So, this has not been an easy transition. But I have come to believe 
that anyone who studies "kabbalah" must be prepared to be changed by it.  
Those who think they can "head-trip" this learning without also doing - 
observing Halacha and Mitzvot, etc. - can easily become like the 
academic "Bible scholars":  "accountants" of the tradition who know were 
all the wisdom is but who are unable to experience or really know it for 
themselves.  (There is a quotation about academic "kabbalists" by Rabbi 
Joseph Telushkin that I am paraphrasing here.)  I believe that this sort 
of non-doing, purely analytic "kabbalah" is exactly what Mishneh Ain 
Dorshin (BT Hagiga) was warning against with its strong statement about 
"mystakel" (speculation.)

Now, for your other (numbered) questions:
1. What is the source for the meanings that I quote for the letters 
Alef, Dalet, Mem(final)?  Do these letters have the same meanings in 
"dam" (Dalet-Memfinal) and in "Im" (Alef-Memfinal) and what is the 
significance of these words?

The source of the meanings I quote from includes traditional meanings 
for the letter names (as given by Rabbis Munk, Kaplan, Ginsburgh, etc.), 
and as they have been abstracted on the logical meaning matrix we have 
derived.  Our matrix assigns meanings to each letter based on their 
positions in an topologically minimal "life-cycle" or cycle of self-
organization that we have found maps onto (corresponds one to one with) 
the traditional meanings.

This message is already much too long, so I will leave the full matrix 
and a comparison chart with traditional letter names for a later 
posting.  (If anyone interested sends me your usmail address, we will 
send you printed materials that include this information.)

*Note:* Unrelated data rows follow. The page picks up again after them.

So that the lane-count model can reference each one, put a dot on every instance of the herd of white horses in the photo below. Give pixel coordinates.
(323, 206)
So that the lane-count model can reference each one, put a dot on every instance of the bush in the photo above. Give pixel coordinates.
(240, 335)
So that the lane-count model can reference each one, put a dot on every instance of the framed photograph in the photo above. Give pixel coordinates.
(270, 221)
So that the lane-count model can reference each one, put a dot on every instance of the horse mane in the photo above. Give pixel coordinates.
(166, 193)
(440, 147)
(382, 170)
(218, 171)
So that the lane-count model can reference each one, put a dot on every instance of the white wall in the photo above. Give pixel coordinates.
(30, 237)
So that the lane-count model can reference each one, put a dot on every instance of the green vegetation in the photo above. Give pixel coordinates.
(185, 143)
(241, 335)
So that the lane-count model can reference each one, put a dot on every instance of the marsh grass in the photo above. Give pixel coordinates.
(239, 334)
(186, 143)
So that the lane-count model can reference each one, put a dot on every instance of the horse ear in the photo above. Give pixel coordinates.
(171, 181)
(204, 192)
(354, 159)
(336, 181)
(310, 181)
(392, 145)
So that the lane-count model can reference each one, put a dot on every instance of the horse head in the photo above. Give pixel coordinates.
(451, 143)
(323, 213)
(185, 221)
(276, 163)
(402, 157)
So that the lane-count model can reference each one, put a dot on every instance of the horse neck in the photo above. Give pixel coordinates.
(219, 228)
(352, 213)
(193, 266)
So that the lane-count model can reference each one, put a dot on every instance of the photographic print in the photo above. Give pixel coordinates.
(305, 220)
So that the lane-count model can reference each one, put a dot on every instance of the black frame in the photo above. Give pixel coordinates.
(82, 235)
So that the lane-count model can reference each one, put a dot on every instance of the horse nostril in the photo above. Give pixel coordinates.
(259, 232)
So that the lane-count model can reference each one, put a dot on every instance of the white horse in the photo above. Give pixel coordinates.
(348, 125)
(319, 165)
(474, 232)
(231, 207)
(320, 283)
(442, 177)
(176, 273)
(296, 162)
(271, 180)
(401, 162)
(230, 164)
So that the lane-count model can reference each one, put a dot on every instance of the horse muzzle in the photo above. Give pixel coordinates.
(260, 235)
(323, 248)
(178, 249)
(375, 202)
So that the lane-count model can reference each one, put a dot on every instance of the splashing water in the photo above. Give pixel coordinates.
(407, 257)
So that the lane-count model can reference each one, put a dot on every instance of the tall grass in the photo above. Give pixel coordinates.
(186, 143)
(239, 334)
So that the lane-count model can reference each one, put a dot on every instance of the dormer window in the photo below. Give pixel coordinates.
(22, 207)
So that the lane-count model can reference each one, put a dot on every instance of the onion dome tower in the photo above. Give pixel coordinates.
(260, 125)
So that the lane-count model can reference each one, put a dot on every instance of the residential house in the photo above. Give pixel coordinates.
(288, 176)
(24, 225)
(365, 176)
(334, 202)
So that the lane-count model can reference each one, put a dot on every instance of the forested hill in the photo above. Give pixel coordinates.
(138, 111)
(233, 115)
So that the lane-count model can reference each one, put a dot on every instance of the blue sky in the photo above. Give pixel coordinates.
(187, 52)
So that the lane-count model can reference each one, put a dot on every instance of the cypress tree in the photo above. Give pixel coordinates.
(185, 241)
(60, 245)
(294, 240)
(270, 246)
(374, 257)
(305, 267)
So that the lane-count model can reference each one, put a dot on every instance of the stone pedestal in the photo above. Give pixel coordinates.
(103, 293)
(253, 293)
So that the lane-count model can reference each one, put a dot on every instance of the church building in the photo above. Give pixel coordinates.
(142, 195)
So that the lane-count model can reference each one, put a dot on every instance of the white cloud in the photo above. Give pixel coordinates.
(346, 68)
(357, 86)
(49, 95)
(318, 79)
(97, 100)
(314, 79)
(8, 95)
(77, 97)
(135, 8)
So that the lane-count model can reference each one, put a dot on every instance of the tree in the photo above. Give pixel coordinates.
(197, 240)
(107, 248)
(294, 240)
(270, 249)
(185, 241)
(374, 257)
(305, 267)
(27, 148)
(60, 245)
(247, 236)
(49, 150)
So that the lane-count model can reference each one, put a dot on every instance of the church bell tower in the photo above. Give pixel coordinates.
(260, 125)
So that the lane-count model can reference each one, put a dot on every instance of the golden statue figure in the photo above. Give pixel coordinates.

"DaM" is the common word for "blood."   Letter by letter, AT THE 
TOPOLOGICAL LEVEL, Dalet means to divide or dispense (as at a DeLTa) and 
Mem (final) refers to "the great expanse".  Final Mem terminates the 
masculine plural suffix for this same reason.  It makes (actually, it 
"hands" - Yod) the masculine singular word into an expanse.  (This is 
also why it is incorrect to translate Elokim as if it were plural.  
Elokim is Elok - expressed in the expanse of the world, it is in no way 
plural.)  So DaM refers to a dispensing expanse, or a dispensation into 
an expanse.  We know that our blood (along with lymph, etc.) is a kind 
of sea that we internalized as we became multicelled creatures. 

Similarly, Alef-Mem(final) refers to an archetype or generalization 
(Alef) of an expanse (Mem final).  This could refer to a mother or to a 
mother's womb.  Another meaning for Mem is "source" - that FROM which 
something comes - and that, as a final, can refer to the womb.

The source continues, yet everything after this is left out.